Тут самое время вспомнить о другой удивительной выставке, которая была организована в Германии в середине 90‑х годов, то есть сравнительно недавно, и с небывалым успехом демонстрировалась в нескольких странах, в том числе и в Москве. Ее экспозиция была посвящена искусству и культуре гитлеровской Германии и сталинского Советского Союза. В нашей столице она была развернута в залах Музея изящных искусств имени Пушкина. В каждом из них на одной стене располагались немецкие экспонаты, на другой, напротив, – наши, советские: картины, графика, скульптуры, театральные макеты, книги и т. п. По обе стороны посетители могли видеть одно и то же – культуру и искусство тоталитарного общества, порабощенных людей. Зловещее было сходство! Этим выставка и прогремела на весь мир… За несколько десятилетий своих поездок по разным странам и континентам я посетил множество выставок, но именно эта потрясла меня больше других, оставив после себя такое же впечатление, как это было после посещения Освенцима, самого страшного из гитлеровских концлагерей.

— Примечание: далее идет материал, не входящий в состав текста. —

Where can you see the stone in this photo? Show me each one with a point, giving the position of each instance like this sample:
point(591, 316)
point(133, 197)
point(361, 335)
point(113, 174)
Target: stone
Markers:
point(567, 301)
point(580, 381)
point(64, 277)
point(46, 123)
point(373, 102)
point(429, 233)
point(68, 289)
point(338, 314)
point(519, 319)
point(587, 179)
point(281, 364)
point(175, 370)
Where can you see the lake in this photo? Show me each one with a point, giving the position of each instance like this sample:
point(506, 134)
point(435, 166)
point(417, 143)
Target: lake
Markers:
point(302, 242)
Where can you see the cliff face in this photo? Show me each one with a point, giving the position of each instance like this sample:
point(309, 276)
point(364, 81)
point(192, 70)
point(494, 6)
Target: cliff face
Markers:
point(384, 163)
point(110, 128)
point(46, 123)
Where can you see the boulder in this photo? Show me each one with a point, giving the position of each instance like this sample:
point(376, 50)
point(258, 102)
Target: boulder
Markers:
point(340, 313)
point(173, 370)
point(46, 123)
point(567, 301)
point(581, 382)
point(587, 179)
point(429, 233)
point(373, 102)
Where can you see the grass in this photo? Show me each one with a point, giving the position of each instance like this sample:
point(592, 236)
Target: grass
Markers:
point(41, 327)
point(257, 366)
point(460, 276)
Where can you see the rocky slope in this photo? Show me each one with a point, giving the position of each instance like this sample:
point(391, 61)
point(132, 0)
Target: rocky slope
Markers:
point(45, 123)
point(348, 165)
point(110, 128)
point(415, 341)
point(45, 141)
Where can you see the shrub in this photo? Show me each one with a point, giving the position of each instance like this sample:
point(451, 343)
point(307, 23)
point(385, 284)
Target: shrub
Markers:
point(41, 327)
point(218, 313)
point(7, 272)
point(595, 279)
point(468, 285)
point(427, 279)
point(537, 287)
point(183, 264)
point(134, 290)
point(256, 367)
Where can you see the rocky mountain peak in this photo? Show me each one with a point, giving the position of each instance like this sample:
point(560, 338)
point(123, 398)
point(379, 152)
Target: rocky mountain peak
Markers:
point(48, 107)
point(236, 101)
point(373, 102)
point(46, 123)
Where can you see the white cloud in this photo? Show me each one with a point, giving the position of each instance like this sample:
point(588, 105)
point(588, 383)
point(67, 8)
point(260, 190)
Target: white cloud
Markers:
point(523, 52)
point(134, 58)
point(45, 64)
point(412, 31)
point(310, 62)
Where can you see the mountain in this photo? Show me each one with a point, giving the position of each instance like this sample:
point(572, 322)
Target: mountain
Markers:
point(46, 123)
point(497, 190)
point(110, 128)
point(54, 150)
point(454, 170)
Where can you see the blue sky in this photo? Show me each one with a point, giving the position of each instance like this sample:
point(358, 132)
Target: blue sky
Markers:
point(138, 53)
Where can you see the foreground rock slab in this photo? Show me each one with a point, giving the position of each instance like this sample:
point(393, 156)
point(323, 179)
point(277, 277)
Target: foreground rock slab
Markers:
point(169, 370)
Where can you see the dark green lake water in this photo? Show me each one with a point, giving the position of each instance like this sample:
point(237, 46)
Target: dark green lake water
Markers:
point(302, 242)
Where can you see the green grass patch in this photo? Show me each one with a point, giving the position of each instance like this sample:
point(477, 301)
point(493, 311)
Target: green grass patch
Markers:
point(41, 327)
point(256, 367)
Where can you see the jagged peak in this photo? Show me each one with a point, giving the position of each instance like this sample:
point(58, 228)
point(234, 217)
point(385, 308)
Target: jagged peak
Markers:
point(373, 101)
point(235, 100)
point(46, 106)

Продолжая тему увлечения фюрера архитектурой, остается сказать, что он был верен своей главной привязанности аж до середины Великой Отечественной войны и отдавал много времени Шпееру и их совместным проектам, по‑прежнему выделял средства на реконструкцию Берлина и на осуществление других архитектурных замыслов. Но все же время взяло свое. Фюрер ценил в Шпеере не только архитектора, но и превосходного организатора, и любимый зодчий стал для него последней палочкой‑выручалочкой. Когда наши войска наконец переломили ход войны, фюрер назначил Шпеера в 1942 году министром вооружений, и тот в труднейшей ситуации сумел быстро перестроить военную промышленность страны, резко подняв ее производительность. Можно смело утверждать, что Шпеер продлил сопротивление Германии не меньше чем на год, и это, разумеется, стоило нам и нашим союзникам (и немцам тоже) многомиллионных потерь, каких без Шпеера можно было бы избежать. Это не преувеличение! Один только факт: если взять производство вооружений в Германии в 1941 году за сто процентов, то к июню 1944 года оно возросло до 322 процентов! И это несмотря на постоянные бомбежки Германии и ее блокаду. Английская газета «Обзервер» в апреле 1944 года писала: «По сути дела Шпеер сегодня для Германии важнее Гитлера, Гиммлера, Геринга, Геббельса и генералов. Все они стали своего рода вспомогательными частями гигантской военной машины, которой руководит Шпеер. Причем руководит с максимальной эффективностью в условиях максимальной напряженности…» Сам Шпеер по тому же поводу свидетельствует: «После того, как я пробыл девять лет главным архитектором Гитлера, я вышел на самый верх и занял ни с кем не сравнимое положение. А последовавшие за этим три года, когда я был вынужден заняться совсем другими делами, сделали меня действительно вторым после Гитлера».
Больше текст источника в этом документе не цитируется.